"We can take payment any way you like, even Bitcoin" the lady at the till told me. I asked if they took DogeCoin, because I’m awkward like that, and she wasn’t too clear. Was this going to be a hipster deathmatch, her youthful bafflement against my cynical, bearded granolaism? Can granolaism even be a word?
Sarnies is a noisy and cramped little joint, with an army of servers and baristas crammed in there, and the menu chalked on the wall above the till but back a bit, so you have to angle your neck back at a rakish angle to choose your meal.
I went for the aubergine and hummus sandwich, the only vegetarian sandwich on offer, and was a little disappointed that they were out of hummus. Still, they had guacamole to substitute for it, until whatever chickpea shortage can be rectified. Plus they had rye bread, which is a good alternative from white. I sat with two work colleagues in a tiny, DVT-inducing space by the door, and pretty soon my lunch arrived.
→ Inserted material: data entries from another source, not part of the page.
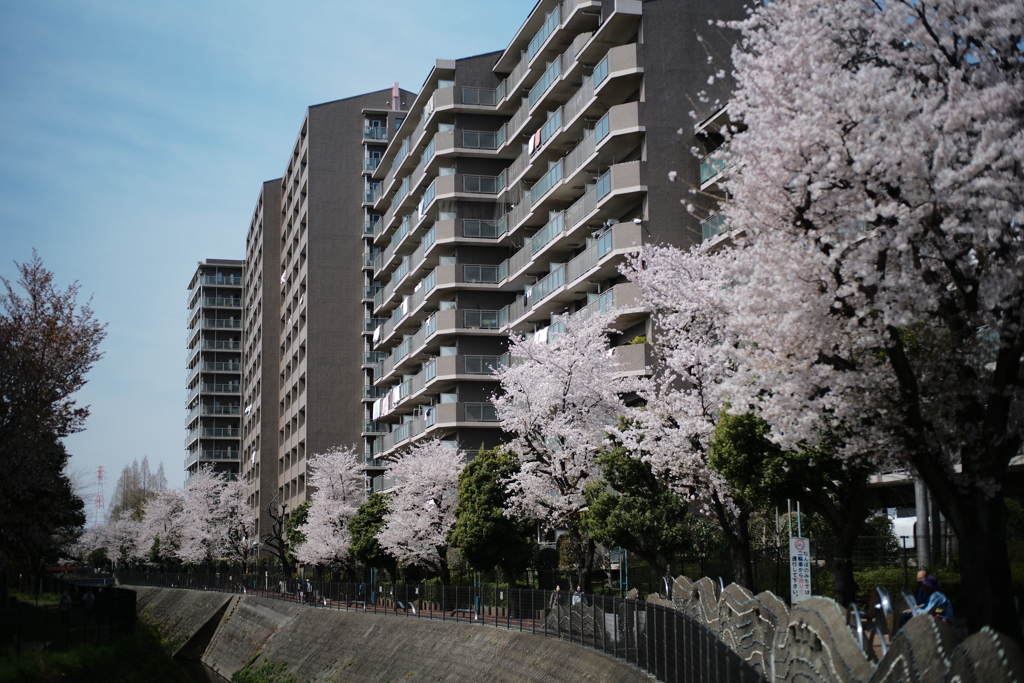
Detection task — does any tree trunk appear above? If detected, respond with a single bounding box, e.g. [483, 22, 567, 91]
[933, 487, 1024, 645]
[712, 495, 757, 593]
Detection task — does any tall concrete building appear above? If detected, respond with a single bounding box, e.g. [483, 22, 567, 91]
[368, 0, 744, 481]
[242, 86, 412, 531]
[184, 259, 245, 482]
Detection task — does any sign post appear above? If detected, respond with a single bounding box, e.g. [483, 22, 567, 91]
[790, 537, 811, 604]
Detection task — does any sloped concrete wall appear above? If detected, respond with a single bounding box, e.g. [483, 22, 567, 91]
[137, 588, 651, 683]
[647, 577, 1024, 683]
[131, 586, 231, 649]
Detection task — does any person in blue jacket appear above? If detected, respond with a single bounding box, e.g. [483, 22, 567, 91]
[913, 574, 953, 626]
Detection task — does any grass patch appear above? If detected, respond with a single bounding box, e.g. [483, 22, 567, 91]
[0, 624, 191, 683]
[231, 654, 299, 683]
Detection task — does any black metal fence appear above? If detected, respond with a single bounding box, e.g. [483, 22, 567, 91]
[118, 572, 764, 683]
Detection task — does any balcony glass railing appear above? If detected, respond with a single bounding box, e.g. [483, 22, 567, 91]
[700, 146, 726, 182]
[362, 386, 387, 398]
[529, 161, 562, 204]
[462, 129, 505, 150]
[700, 212, 725, 242]
[200, 405, 241, 415]
[529, 213, 565, 254]
[420, 138, 437, 166]
[529, 59, 562, 106]
[462, 175, 505, 195]
[199, 384, 242, 393]
[203, 317, 242, 330]
[594, 112, 611, 142]
[526, 5, 561, 59]
[462, 83, 505, 106]
[198, 362, 242, 373]
[462, 265, 502, 285]
[594, 54, 608, 87]
[200, 339, 242, 351]
[202, 297, 242, 308]
[199, 275, 242, 287]
[463, 310, 501, 330]
[362, 420, 387, 434]
[465, 403, 498, 422]
[462, 218, 508, 240]
[594, 169, 611, 202]
[541, 109, 562, 144]
[464, 355, 507, 375]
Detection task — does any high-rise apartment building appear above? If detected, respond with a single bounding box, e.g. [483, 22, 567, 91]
[185, 259, 245, 481]
[242, 86, 412, 529]
[368, 0, 744, 481]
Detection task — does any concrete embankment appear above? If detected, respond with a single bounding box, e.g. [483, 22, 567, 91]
[138, 588, 650, 683]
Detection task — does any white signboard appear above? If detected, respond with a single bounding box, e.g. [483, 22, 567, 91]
[790, 538, 811, 604]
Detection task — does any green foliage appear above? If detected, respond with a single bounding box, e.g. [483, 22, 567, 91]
[348, 493, 395, 574]
[0, 253, 105, 575]
[583, 446, 690, 572]
[231, 655, 298, 683]
[85, 548, 111, 568]
[449, 449, 537, 580]
[0, 623, 193, 683]
[288, 501, 312, 563]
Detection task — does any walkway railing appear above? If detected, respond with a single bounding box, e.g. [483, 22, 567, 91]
[118, 573, 764, 683]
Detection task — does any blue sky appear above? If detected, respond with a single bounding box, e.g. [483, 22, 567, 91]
[0, 0, 535, 519]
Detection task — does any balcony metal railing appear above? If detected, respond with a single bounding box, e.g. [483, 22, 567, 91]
[202, 317, 242, 330]
[526, 5, 561, 59]
[700, 145, 726, 182]
[199, 275, 242, 287]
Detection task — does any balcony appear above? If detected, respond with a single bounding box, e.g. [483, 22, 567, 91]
[611, 344, 655, 377]
[199, 275, 242, 287]
[197, 361, 242, 373]
[700, 145, 728, 189]
[700, 212, 725, 242]
[373, 354, 508, 418]
[374, 402, 499, 457]
[362, 126, 387, 142]
[201, 317, 242, 330]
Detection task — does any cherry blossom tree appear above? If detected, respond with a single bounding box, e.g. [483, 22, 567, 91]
[172, 467, 225, 564]
[216, 479, 256, 565]
[293, 446, 367, 566]
[135, 488, 184, 562]
[377, 438, 466, 585]
[615, 247, 754, 587]
[494, 313, 630, 590]
[725, 0, 1024, 642]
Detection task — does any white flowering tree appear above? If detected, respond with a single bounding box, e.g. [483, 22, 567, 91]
[616, 247, 754, 587]
[494, 313, 629, 590]
[136, 488, 184, 562]
[215, 478, 256, 565]
[293, 446, 367, 566]
[726, 0, 1024, 642]
[377, 439, 466, 585]
[172, 467, 225, 564]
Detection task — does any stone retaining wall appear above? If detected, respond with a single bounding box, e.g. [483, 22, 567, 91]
[137, 588, 651, 683]
[647, 577, 1024, 683]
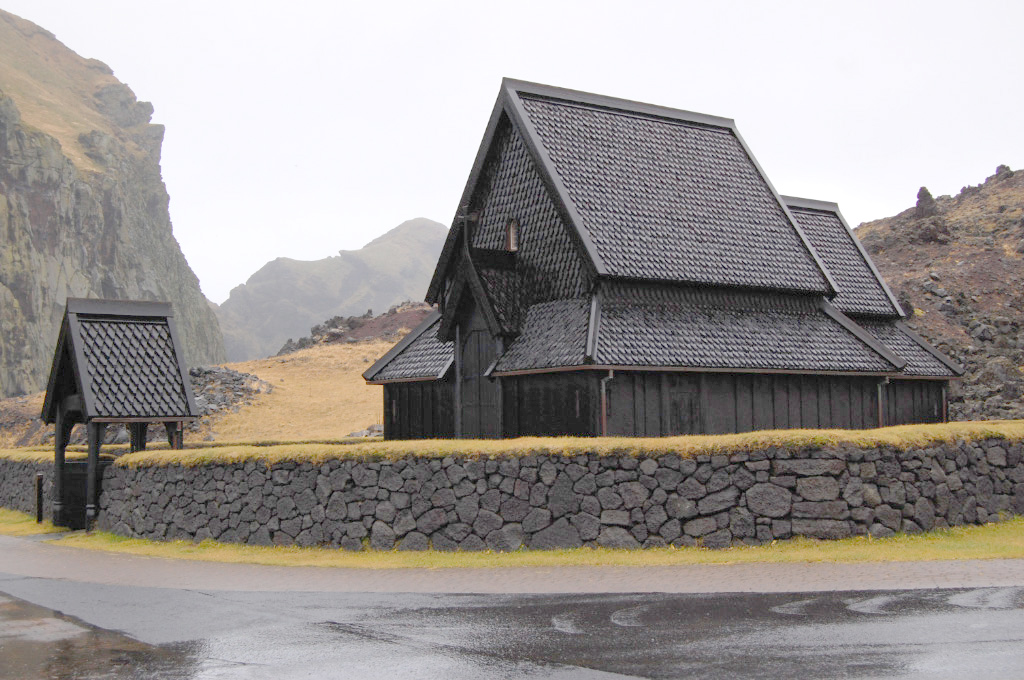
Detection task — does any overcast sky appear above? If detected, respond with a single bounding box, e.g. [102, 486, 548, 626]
[0, 0, 1024, 302]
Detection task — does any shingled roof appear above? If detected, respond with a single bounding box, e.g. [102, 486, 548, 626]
[427, 79, 837, 302]
[782, 196, 903, 318]
[42, 298, 197, 423]
[857, 320, 964, 378]
[366, 80, 959, 382]
[362, 311, 455, 383]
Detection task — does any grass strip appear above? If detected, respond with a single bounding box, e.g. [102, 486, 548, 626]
[0, 420, 1024, 467]
[0, 508, 68, 536]
[44, 517, 1024, 569]
[108, 421, 1024, 467]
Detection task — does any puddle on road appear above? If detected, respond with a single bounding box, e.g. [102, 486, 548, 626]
[0, 595, 197, 680]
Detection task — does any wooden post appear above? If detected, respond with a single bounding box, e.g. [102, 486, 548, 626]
[128, 423, 150, 453]
[85, 423, 104, 532]
[164, 420, 184, 449]
[53, 407, 74, 526]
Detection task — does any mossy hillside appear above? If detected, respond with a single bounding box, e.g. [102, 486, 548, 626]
[0, 421, 1024, 467]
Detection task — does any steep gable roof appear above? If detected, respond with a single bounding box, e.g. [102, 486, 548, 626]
[427, 79, 836, 301]
[362, 311, 455, 383]
[857, 320, 964, 378]
[782, 196, 903, 318]
[42, 298, 198, 423]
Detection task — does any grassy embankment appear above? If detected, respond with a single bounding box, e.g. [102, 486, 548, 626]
[0, 421, 1024, 568]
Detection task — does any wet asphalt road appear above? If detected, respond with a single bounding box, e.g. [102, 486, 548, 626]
[0, 573, 1024, 680]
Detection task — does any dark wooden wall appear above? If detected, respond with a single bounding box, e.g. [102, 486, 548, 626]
[883, 380, 945, 425]
[501, 371, 601, 437]
[384, 379, 455, 439]
[384, 367, 944, 439]
[456, 300, 501, 439]
[608, 372, 879, 436]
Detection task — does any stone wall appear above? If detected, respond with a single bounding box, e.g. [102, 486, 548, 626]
[2, 439, 1024, 550]
[0, 459, 53, 519]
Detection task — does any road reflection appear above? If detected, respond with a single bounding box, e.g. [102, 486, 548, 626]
[0, 595, 201, 680]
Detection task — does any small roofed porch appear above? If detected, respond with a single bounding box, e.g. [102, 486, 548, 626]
[42, 298, 197, 528]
The guacamole, good. The aubergine, insipid. But what do you expect if you order vegetarian, in a place set up for Bitcoin (with all the implications of red-blooded males, drinking heavily hopped IPA and hating government-backed currencies)? The bread was ridiculous though, two slices each almost an inch thick. So much bread, in such a small space; there was no way for me to finish it.
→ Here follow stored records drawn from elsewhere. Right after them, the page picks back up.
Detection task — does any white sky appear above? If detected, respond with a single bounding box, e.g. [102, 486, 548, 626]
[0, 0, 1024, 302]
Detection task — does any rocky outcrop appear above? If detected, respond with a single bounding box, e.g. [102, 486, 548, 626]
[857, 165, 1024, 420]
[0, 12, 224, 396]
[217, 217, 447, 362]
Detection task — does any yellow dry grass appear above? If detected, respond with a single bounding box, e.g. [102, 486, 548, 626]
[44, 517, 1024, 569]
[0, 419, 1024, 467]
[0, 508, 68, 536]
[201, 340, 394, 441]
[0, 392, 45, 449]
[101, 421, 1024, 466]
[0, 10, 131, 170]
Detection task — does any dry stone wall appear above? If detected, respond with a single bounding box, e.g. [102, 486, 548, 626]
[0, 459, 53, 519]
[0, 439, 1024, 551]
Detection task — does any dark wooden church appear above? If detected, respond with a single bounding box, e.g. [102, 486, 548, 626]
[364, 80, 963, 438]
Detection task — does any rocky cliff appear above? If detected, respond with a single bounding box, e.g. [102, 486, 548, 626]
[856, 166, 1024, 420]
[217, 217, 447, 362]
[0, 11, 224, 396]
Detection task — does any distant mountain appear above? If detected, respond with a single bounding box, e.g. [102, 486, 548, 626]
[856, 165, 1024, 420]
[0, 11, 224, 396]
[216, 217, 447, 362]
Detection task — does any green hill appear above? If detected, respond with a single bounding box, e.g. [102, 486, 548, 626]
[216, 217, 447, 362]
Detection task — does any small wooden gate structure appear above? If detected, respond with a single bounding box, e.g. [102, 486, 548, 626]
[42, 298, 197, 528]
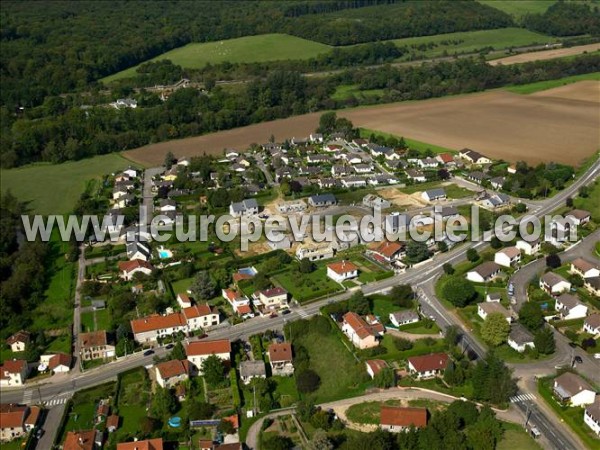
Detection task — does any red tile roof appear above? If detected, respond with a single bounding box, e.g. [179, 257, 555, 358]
[327, 260, 358, 275]
[131, 308, 187, 334]
[269, 342, 292, 362]
[117, 438, 163, 450]
[156, 359, 190, 380]
[408, 353, 449, 372]
[380, 405, 427, 428]
[185, 339, 231, 356]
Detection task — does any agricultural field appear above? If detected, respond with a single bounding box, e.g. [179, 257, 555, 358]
[100, 33, 332, 83]
[0, 153, 131, 214]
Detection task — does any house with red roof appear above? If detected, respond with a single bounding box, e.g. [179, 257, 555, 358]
[407, 353, 450, 378]
[185, 339, 231, 373]
[379, 405, 427, 433]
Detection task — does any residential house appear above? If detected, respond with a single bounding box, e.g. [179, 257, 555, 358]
[515, 239, 542, 256]
[327, 260, 358, 283]
[0, 403, 41, 442]
[185, 339, 231, 374]
[118, 259, 154, 281]
[554, 294, 588, 320]
[477, 302, 512, 323]
[181, 303, 221, 333]
[240, 359, 267, 384]
[222, 289, 254, 318]
[467, 261, 501, 283]
[154, 359, 190, 389]
[255, 287, 288, 309]
[6, 330, 31, 353]
[62, 430, 99, 450]
[229, 198, 259, 217]
[117, 438, 163, 450]
[540, 272, 571, 295]
[268, 342, 294, 376]
[583, 314, 600, 336]
[296, 242, 334, 261]
[365, 359, 389, 379]
[458, 148, 492, 165]
[570, 258, 600, 278]
[131, 312, 187, 344]
[125, 239, 152, 261]
[79, 330, 115, 361]
[373, 241, 406, 263]
[553, 372, 596, 406]
[583, 395, 600, 436]
[406, 169, 427, 183]
[421, 188, 446, 202]
[494, 247, 521, 267]
[565, 209, 592, 225]
[506, 323, 535, 353]
[407, 353, 450, 378]
[390, 309, 420, 327]
[342, 312, 380, 349]
[363, 194, 392, 209]
[0, 359, 29, 386]
[308, 194, 337, 207]
[379, 405, 427, 433]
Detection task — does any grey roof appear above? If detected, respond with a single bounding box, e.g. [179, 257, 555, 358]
[240, 361, 267, 377]
[509, 323, 533, 345]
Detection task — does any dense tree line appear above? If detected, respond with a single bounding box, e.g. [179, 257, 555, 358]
[0, 55, 600, 167]
[523, 0, 600, 36]
[0, 0, 512, 110]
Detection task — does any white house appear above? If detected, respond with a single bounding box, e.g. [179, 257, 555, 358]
[506, 323, 535, 353]
[494, 247, 521, 267]
[554, 294, 588, 320]
[185, 339, 231, 374]
[515, 239, 542, 256]
[554, 372, 596, 406]
[583, 395, 600, 436]
[407, 353, 450, 378]
[327, 260, 358, 283]
[570, 258, 600, 278]
[540, 272, 571, 295]
[467, 261, 500, 283]
[583, 314, 600, 336]
[477, 302, 512, 323]
[390, 309, 419, 327]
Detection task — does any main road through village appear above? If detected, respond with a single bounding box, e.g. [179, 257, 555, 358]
[1, 156, 600, 450]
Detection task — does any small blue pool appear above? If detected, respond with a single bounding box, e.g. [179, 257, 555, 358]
[169, 416, 181, 428]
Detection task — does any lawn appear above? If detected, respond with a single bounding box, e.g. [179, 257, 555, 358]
[0, 153, 131, 214]
[100, 33, 331, 83]
[478, 0, 556, 18]
[273, 265, 342, 302]
[504, 72, 600, 94]
[392, 27, 558, 60]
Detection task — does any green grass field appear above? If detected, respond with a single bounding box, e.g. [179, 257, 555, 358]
[100, 33, 331, 83]
[392, 28, 558, 60]
[504, 72, 600, 94]
[0, 153, 131, 214]
[478, 0, 556, 18]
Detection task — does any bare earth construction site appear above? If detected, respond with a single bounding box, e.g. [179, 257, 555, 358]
[125, 81, 600, 166]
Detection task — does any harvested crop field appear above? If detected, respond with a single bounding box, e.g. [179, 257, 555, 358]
[489, 43, 600, 66]
[124, 81, 600, 165]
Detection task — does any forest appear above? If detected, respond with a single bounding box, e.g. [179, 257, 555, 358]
[0, 54, 600, 168]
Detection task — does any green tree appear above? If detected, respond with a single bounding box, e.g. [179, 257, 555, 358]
[519, 302, 544, 331]
[348, 291, 371, 316]
[533, 327, 556, 355]
[373, 367, 396, 389]
[202, 355, 225, 386]
[442, 276, 476, 308]
[481, 313, 510, 347]
[190, 270, 217, 300]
The smoothie that I bought was ok, but again, not great. I should be more forgiving, but when you’ve paid the thick end of twenty five dollars for a sandwich and a smoothie, you expect to be wowed, bowled over, flabberghasted by the sensory overload of deliciousness.
Instead, a sandwich with too much bread in it, and an okay smoothie. Nothing fatal, except perhaps for my bank balance.